La petite histoire des mots
« Réduflation »

Georges Pop | Outre l’inflation galopante et le risque de pénurie énergétique, les consommateurs suisses, à l’instar des autres Européens, Américains ou encore Japonais, par exemple, sont aujourd’hui la cible et les victimes d’une sournoise « réduflation », le plus souvent à leur insu. Ce terme bizarre, qui ne figure encore dans aucun dictionnaire, faute d’avoir été reconnu par l’Académie, apparaît cependant toujours davantage dans la presse et surtout dans le jargon commercial ou celui du marketing.
Le néologisme « réduflation » désigne un procédé de plus en plus utilisé par l’industrie agroalimentaire et les détaillants pour compenser la hausse des prix de leur propre production, en raison notamment de la flambée des coûts de l’énergie et des transports, afin de préserver, voire d’augmenter leurs marges bénéficiaires. L’astuce consiste à limiter discrètement la quantité des produits proposés. Les emballages des articles mis en vente restant inchangés, les consommateurs n’y voient que du feu.
Voici quelques exemples : un yogourt de 100 grammes passe à 80 grammes ; une plaque de chocolat pèse 5 grammes de moins ; un paquet de 17 biscuits n’en contient plus que 15 et une dizaine de feuilles sont soustraites d’un rouleau de papier hygiénique, etc. On peut certes s’en indigner, mais le procédé n’est pas illégal. Pour le moment en tout cas !
Ce procédé malin aurait pour la première fois été utilisé au Royaume-Uni dans les années 1980, dans un contexte de crise économique, avant de devenir d’un usage courant au début des années 2000. Chez les Anglo-Saxons, cette pratique a pris le nom de « shrinkflation », dérivé du verbe « to shrink » qui signifie « rétrécir ». Il a fini par être copié en français, au Canada, notamment, sous la forme « réduflation », un terme qui associe les mots « réduction » et « inflation ».
A ce jour, peu d’études statistiques ont été réalisées sur ce phénomène, sauf au Royaume-Uni où il a été constaté que les produits les plus fréquemment touchés sont le pain et les céréales, suivis par les produits hygiéniques, les sucreries sous toutes les formes, ainsi que la viande.
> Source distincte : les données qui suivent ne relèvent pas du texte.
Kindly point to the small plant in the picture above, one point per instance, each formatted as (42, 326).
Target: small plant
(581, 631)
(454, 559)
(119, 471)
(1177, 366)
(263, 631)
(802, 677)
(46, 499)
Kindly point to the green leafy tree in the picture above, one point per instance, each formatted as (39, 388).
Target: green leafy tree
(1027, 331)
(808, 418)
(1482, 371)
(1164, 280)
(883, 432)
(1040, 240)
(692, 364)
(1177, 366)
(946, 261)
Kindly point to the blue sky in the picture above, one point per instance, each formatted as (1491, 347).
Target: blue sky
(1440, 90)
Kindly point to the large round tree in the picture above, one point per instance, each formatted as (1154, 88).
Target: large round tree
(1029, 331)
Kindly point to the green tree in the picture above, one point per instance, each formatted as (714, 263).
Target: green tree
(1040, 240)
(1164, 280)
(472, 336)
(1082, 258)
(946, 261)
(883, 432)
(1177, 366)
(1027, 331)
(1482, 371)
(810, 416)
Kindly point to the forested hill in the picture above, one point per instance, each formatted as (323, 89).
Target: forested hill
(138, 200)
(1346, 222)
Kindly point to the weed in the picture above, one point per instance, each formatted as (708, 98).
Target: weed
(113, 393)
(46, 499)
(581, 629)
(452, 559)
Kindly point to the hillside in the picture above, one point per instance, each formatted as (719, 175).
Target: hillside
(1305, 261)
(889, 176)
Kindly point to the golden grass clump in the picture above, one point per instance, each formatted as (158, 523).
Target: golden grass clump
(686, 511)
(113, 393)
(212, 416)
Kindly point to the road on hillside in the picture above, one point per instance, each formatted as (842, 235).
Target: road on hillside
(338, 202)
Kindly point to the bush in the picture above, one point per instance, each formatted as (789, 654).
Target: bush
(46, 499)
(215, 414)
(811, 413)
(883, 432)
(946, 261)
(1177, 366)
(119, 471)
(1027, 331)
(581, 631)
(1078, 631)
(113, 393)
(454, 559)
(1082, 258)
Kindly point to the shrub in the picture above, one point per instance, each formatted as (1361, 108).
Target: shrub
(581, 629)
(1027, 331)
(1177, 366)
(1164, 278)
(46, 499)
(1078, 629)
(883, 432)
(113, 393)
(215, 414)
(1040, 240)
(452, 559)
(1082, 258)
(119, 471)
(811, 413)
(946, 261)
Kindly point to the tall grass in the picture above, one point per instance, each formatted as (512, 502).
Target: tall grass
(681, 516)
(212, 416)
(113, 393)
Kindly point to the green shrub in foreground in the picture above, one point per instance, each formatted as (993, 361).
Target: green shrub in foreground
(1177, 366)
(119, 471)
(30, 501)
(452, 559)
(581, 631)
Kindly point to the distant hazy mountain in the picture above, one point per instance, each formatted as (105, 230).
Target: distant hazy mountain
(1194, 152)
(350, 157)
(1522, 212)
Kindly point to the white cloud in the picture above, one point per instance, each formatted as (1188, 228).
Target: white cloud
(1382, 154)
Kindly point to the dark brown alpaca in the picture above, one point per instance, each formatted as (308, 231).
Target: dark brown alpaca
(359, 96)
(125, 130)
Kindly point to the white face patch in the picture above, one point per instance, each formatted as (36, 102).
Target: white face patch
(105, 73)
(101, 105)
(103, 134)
Depuis le début de la guerre en Ukraine, la « réduflation » a manifestement tendance à s’amplifier, au point que l’organisation européenne de défense des consommateurs Foodwatch s’en alarme. Elle vient de lancer une pétition à l’échelle du continent. En attendant qu’elle aboutisse, elle invite les consommateurs à éplucher les étiquettes et à scruter le prix au kilo des produits pour savoir s’ils ont augmenté, et de combien. Les réseaux sociaux se mobilisent aussi pour débusquer ces pratiques, les internautes-consommateurs utilisant ce canal pour signaler les marques qui dissimulent ainsi une hausse du prix de leurs articles.
Cette campagne citoyenne de mise au pilori qui consiste à identifier une marque pour dénoncer publiquement ses pratiques a pris, en anglais, le nom de « name and shame » (nom et honte). Il est probable qu’elle trouvera rapidement un équivalent en français.